As people try to find the means to deal with the harmful psychological effects of sensory distortion, sex becomes a means to try and maintain an internal equilibrium.  Sex becomes a means to shock people out of the effects of the numbness in a vacuum and to isolate people from the sensory disruption that occurs in overstimulating places in the environment: the tension pockets.  All different forms of kinky sex are used to light the fire of life in people who feel less and less alive from the sensory distortion in their living environments.

In today‘s world, for men who have become impotent, science has created new drugs.  However, younger men who have no problem with sexual performance use these drugs to “enhance” sexual performance.  They are really using these drugs to deal with a psychologically-based general numbness.

As people are increasingly surrounded by an environment defined by mechanical and electronic processes, even their sexuality becomes impinged by mechanisms.  More and more people are turning to electronic sex toys to satisfy themselves.  One can even find sex toys that can be manipulated by another person at a distance.  One might ask what is wrong with using these if they provide pleasure and nobody gets hurt.  Taken by themselves, there seems to be nothing wrong with using these sex toys.  But within the larger picture, they represent one more aspect of our lives where we place a machine surface between us and other potential organic surfaces.  And cumulatively, the mirroring and modeling and leaching and blending effects of all these complex machines can be dangerous.  

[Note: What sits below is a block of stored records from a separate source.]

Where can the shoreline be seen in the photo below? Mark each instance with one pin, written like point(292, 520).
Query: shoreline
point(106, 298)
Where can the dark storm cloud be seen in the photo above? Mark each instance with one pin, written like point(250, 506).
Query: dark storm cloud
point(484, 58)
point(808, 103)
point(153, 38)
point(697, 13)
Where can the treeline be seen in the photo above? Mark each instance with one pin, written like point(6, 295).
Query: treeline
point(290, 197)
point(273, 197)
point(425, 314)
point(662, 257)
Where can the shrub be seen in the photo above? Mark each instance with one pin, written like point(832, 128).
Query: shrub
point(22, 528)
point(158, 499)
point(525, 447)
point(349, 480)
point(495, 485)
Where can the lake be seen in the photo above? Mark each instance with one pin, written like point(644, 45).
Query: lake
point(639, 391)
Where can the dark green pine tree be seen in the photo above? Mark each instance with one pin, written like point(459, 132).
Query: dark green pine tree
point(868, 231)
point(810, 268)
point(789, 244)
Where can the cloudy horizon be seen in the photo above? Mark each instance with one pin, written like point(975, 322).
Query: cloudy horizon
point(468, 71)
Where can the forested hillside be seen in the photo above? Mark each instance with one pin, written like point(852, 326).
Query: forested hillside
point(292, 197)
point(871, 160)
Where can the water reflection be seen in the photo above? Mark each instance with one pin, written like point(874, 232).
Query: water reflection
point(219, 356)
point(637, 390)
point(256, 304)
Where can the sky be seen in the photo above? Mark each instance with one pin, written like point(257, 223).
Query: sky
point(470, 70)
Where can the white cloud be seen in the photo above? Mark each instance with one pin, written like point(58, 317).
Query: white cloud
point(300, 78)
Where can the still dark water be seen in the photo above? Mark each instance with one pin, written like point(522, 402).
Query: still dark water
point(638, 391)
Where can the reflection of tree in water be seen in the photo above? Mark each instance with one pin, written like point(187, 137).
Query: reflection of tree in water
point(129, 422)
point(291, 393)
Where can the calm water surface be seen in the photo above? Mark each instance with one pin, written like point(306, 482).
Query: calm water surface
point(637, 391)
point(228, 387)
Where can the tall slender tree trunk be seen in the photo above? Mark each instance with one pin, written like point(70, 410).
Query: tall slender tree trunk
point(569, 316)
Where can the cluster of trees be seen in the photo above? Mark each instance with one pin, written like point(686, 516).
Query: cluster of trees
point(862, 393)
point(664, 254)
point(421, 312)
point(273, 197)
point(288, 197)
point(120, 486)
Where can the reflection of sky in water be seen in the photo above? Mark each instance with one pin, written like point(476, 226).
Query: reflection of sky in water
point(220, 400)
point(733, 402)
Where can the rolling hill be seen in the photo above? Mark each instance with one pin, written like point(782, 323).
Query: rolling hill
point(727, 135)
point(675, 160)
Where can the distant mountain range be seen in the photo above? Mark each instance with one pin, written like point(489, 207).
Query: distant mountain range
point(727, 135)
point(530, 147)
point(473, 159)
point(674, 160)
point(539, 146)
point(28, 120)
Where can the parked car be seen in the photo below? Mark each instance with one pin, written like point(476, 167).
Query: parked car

The next step will be virtual reality sex, so that people can pull themselves entirely out of the distorted effects of modern technological environments into a vacuumized version of sex.  People will attach themselves to a machine where they experience virtual sex.  It will become sex with a  pseudo other person where the only person one really has to satisfy is oneself.  No necessity to be involved with imprints.  In such an environment, one is truly free of preoccupation with hurt feelings or lack of commitment.  One walks away satisfied, away from a sex object that doesn’t exist apart from one’s desires.

In an environment of sensory distortion, sexual activity is increasingly unconcerned with making or preserving individual or collective imprints.  There is little bonding between people without an organic template, and that is shrinking in today‘s world.  One hooks up with another person for a basic isolating physical satisfaction.

I realize that I have been dealing rather abstractly and mechanically with a subject that one is accustomed to hearing dealt with in more feeling intimate terms.  But that is precisely the point.  Even as sex is used as a defense against sensory distortion, aspects of the sensory distortion start to leach into sex.  And real intimacy becomes increasingly difficult with a  template of organic grounding that is shrinking.  In other words, there is a reason that newlyweds go to romantic resorts in beautiful settings for their honeymoons.  Romantic love and intimacy are enhanced by organic grounded environments.  Lovers can more easily make imprints surrounded by palm trees and sandy beaches and a deep blue sea.